Assembly bills for water storage voted down

By on May 1, 2015
California Water Bill Does Not Pass

California Assembly Democrats shot down legislation that would have allowed for the construction of water storage sites in California, which is facing a massive water crisis. Assembly bills 397, 956 and 311 were all Republican bills that were killed in party-line votes.

AB 397 would have stopped the sale of bonds for the state’s high speed rail project and instead used those funds for water capital projects.

AB 311 would have fast tracked environmental approval for water storage projects funded by the Water Quality, Supply and Infrastructure Improvement Act of 2014.

AB 956 would have eliminated the need for environmental reviews for water recycling projects.

“I am very disappointed that my colleagues on the other side of the aisle failed to put water where their mouth is on the water issue,” Assemblyman Devon Mathis (R-Visalia), who introduced AB 397 and AB 956. “Time and again, they are given the opportunity to enact true policy which would bring water to a thirsty California. And time and again, they stand against the people of California to side with their big labor and environmental extremist special interest groups.”

As California’s drought continues, many in the state are calling for improved water infrastructure projects. For instance, the Sites Reservoir and the Temperance Flat would have both been fast tracked for their environment approval under AB 311.

The projects would add over 3 million acre-feet of storage to the state, enough to support up 24 million people for a year.

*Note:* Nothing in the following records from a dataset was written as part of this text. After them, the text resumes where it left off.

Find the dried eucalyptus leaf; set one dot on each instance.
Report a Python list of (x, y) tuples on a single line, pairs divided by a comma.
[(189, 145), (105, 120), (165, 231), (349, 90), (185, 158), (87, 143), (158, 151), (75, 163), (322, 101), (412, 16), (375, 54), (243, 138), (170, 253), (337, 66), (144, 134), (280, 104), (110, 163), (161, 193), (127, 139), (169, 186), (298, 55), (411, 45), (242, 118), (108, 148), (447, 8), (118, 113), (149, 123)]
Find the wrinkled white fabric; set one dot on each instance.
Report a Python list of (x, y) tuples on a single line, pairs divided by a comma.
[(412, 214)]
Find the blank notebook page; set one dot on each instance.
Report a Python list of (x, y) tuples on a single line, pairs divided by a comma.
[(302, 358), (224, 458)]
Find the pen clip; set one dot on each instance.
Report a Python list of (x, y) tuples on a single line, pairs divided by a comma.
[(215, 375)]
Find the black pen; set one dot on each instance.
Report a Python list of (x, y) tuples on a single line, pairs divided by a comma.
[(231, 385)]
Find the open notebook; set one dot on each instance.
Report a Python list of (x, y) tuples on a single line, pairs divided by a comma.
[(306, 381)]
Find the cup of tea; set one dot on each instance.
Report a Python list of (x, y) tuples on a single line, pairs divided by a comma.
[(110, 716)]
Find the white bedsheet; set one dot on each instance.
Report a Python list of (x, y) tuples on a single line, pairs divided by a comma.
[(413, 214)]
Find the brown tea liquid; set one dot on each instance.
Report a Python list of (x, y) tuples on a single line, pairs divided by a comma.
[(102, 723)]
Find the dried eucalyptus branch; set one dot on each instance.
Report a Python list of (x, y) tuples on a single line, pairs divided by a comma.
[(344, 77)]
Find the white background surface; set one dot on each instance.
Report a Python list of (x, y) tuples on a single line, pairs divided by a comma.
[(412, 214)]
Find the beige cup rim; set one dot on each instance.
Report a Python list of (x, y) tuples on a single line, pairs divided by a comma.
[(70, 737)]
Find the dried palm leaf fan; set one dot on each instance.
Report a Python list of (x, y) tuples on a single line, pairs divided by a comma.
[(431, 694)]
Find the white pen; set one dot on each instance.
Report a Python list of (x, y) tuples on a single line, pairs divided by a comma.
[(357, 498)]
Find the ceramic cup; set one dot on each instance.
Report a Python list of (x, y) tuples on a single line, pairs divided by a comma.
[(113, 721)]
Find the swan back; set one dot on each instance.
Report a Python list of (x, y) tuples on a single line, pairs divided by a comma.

“If the Legislature is willing to grant the Sacramento Kings arena expedited environmental review, then surely we should grant it to crucial water storage projects, which benefit all Californians,” said Assembly Member James Gallagher, (R-Nicolaus), the author of Assembly Bill 311. “Once Water Bonds funds are allocated, the last thing we need are more delays. We must take action now to increase our storage capacity, and I am hopeful that the Legislature will listen to the voices of the many people who showed up at the State Capitol today to support expedited construction of these vital projects.”

Democrats responded to the criticisms, saying that if Republicans wanted to fast track the construction and approvals, they would need to talk with both sides on the issue and come to a consensus to mitigate problems.

Republicans aren’t the only ones who have had difficulty getting water infrastructure approved. Early this month, Gov. Jerry Brown announced that he would not work to secure a 50-year permit for his controversial Delta Tunnels project.